She Accused Other Woman Of Sending Threatening Facebook Messages. She Sent Them To Herself.

In 2018 Nicolette Nottage, an architecture student at the University of Arkansas (UA), told police she was receiving threatening Facebook messages from her former friend and fellow student, Emily Hunt.

Hunt was arrested on May 1, 2018 and spent a night in jail, posting bond the next day. She said she was arrested and booked before even being asked about the threats she allegedly made. She maintained her innocence, even though the messages appeared to come from her. Six days after she was arrested, a UA student-conduct official reportedly told police the threatening messages appeared to have been fake.

The messages were frightening, prompting police to take swift action against the alleged perpetrator.
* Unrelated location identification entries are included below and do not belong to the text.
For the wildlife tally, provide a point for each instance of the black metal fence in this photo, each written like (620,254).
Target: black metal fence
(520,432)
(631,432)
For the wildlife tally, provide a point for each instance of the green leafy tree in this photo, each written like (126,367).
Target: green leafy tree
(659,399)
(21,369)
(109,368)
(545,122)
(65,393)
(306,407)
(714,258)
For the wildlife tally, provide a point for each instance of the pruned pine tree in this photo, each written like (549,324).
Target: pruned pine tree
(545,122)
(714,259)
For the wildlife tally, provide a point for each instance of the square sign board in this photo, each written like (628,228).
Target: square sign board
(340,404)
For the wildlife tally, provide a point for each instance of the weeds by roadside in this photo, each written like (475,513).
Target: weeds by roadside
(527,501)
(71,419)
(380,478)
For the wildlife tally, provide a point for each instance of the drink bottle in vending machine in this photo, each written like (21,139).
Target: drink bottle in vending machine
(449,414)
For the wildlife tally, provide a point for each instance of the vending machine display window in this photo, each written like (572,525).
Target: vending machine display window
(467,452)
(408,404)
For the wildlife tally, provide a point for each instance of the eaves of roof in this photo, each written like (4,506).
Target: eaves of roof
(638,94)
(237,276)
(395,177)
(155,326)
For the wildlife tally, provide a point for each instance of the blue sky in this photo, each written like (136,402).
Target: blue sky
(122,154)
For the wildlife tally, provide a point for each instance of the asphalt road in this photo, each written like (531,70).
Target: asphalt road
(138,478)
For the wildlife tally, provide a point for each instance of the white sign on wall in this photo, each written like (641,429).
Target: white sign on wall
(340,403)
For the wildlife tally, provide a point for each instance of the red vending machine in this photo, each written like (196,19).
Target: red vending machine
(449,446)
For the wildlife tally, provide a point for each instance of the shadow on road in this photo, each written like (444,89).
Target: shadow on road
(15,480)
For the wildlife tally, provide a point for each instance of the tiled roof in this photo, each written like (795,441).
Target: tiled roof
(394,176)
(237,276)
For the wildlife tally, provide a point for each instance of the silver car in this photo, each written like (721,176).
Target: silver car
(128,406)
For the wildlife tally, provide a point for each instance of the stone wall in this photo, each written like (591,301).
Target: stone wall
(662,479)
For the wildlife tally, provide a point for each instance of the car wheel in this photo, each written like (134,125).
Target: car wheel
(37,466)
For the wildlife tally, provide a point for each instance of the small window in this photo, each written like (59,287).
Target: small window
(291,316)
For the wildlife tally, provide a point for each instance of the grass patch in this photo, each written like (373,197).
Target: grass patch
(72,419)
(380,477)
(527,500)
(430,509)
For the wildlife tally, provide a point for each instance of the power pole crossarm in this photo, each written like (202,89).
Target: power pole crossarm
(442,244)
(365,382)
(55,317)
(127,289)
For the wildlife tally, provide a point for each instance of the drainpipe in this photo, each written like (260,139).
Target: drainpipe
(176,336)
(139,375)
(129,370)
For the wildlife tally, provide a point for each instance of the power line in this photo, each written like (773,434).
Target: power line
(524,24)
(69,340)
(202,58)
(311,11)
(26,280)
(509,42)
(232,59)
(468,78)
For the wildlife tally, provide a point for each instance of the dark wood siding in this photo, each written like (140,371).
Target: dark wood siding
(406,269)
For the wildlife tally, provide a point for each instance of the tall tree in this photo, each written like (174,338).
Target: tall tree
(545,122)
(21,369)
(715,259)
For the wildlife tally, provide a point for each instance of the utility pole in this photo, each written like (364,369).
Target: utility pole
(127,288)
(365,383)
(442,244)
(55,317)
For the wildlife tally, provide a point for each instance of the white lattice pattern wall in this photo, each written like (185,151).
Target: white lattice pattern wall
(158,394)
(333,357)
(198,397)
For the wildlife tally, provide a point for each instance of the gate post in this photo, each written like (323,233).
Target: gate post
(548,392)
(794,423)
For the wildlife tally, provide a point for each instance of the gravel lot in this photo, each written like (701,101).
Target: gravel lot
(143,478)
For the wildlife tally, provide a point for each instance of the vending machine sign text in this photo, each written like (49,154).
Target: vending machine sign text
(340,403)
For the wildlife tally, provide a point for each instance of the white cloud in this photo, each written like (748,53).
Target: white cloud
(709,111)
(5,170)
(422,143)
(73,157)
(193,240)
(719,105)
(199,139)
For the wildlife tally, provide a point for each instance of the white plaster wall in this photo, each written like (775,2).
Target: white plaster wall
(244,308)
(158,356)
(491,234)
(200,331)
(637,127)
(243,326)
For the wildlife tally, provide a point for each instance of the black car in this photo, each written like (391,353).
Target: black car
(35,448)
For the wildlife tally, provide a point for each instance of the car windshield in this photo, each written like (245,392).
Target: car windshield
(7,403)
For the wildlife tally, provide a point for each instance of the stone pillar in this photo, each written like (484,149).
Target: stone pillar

UA’s top police official, Steve Gahagans, told The Arkansas Democrat-Gazette in 2019 that police “felt they needed to act swiftly to find this person based upon what they were being told.”

One of the threats, according to the police report, said: “leave this school or i will come to your apartment at varsity house and kill you with my own gun.”

Hunt and her half-sister Megan Garner worked to clear Hunt’s name, and told the Democrat-Gazette last year they were disappointed that police and UA acted so quickly without much investigation. The half-sisters helped prove Hunt’s innocence by showing that although the Facebook messages appeared to come from Hunt, it was actually a fake page that was created to frame Hunt.

“All of us in the family and Emily’s circle are completely disillusioned and disappointed in the justice system and the university as a whole,” Garner told the outlet.

Eventually police discovered the truth and Nottage was charged with felony false reporting – a charge that was dismissed late last week. As part of her campaign to clear her name, Hunt filed a civil lawsuit against Nottage.

“We felt like there was not a strong motivation to pursue the criminal case by the prosecutors office, so we took the only route where we felt like we could maybe see some sort of resolution,” Hunt told the Democrat-Gazette.

The lawsuit ended in a settlement for an undisclosed amount that also required Hunt to not object to prosecutors dropping the charges against Nottage. Prosecuting attorney for Washington County Matt Durrett claimed Monday the charges were dropped “at the request of the victim,” referring to Hunt. He added that “in this situation, she’s the one who was most directly affected by this.”

Hunt, however, said she did not want the charges to be dropped.

“It was not my wish for the criminal charges to be dropped, however a condition of the settlement was that I would not object, and the prosecutor’s office quickly took advantage of that opportunity,” Hunt told the outlet.

Naturally, Hunt doesn’t feel relief from the situation.

“I still don’t understand why this happened, why it hasn’t spurred changes at the university level, why it wasn’t a priority in the eyes of the law, and what would prevent it from happening again. It’s been tidied up and taken care of in the eyes of the courts and the university, but I don’t know that I will ever feel any sense of resolution,” she told the Democrat-Gazette.